Staying on a Farm in the Scottish Highlands.

Staying on a Farm in the Scottish Highlands.

Visitors to the Scottish Highlands may enjoy the scenic countryside as they pass through it, but wouldn’t think of staying in these remote areas, on their rush to the big cities. This is, unfortunately, a missed opportunity to really engage with the local people, with the satisfaction of having contributed to the economy. The farms of the Scottish Highlands often double up as a place to stay, bringing some welcome cash to an industry that is sadly in decline.

The Decline of Farming

Over the last 20 years, there has been a marked drop in the number of farmers being able to adequately sustain themselves and their families, relying solely on income from the farm. The number of sheep flocks alone has fallen by approximately three million, with a similar drop in beef cattle numbers. One of the side-effects of this is the deterioration of grasslands and vegetation, leading to the loss of natural habitats.

How Visitors Can Help

In recent years, visitors to the Scottish Highlands have increased, showing an increase in spending by almost a quarter, some of which directly benefits the farmers. Tourism here is undoubtedly one of the fastest growing industries in the region, and guests can help by staying in the often overlooked towns and villages, making the most of the friendly welcome at local farms. Those visitors who may be concerned at the remoteness of some of these locations can rest assured that in the case of an emergency, a doctor is always at hand using for help and onward referrals. Children particularly enjoy staying at a working farm, with the chance to see the animals at close sight.

Where to Stay

Inverness-shire is the heart of the Highlands, with many farms in the area, ready to welcome guests with open arms. The village of Daviot is a popular choice, being within easy reach of Loch Ness, dolphin spotting and the Culloden Battlefield for its outstanding history.
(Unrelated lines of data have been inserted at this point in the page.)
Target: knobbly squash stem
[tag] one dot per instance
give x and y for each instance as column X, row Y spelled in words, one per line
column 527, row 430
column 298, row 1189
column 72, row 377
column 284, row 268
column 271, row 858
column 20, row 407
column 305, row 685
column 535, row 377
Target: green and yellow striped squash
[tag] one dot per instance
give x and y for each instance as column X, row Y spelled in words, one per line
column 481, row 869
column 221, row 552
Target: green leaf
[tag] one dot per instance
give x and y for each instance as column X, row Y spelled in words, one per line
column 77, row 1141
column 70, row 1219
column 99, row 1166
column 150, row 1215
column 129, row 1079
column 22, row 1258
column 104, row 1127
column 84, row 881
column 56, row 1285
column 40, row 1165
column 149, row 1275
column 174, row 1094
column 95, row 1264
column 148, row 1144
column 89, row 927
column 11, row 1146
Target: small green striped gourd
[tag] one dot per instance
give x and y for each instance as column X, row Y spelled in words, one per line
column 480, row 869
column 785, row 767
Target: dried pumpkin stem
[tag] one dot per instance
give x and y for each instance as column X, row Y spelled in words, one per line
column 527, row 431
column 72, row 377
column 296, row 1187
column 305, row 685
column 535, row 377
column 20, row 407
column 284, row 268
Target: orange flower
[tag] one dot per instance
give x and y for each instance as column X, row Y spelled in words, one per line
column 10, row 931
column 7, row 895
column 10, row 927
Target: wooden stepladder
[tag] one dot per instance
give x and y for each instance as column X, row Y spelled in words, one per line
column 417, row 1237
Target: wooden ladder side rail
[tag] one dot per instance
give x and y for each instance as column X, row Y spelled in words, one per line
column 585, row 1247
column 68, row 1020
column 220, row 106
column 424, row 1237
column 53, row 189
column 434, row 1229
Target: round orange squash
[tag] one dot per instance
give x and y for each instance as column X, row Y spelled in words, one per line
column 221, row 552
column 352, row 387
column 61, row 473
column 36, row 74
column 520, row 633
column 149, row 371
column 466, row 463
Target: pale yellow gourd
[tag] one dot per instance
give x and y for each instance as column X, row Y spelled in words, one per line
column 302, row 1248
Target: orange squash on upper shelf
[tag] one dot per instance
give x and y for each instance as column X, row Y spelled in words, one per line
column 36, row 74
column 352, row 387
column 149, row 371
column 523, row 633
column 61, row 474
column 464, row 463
The peaceful village of Tomich is an exciting place to stay, as it is a Victorian model conservation site, with accommodation available. Farm stays on the Belladrum Estate give access to some stunning walking trails.

What to Do

The Scottish Highlands is a dramatic and spectacular region, offering a host of activities for busy days. The mountains and glens can be explored directly from the farmhouse doorstep, with hiking routes suitable for all abilities. Of course, no visit to this area is complete without seeing Ben Nevis, the highest mountain in the British Isles. Anglers and golfers alike will be delighted with the choice of rivers and courses.

Farms in the Scottish Highlands offer the best of both worlds to visitors, with the option of staying in a friendly bed and breakfast establishment, or renting a converted barn for a self-catering hideaway.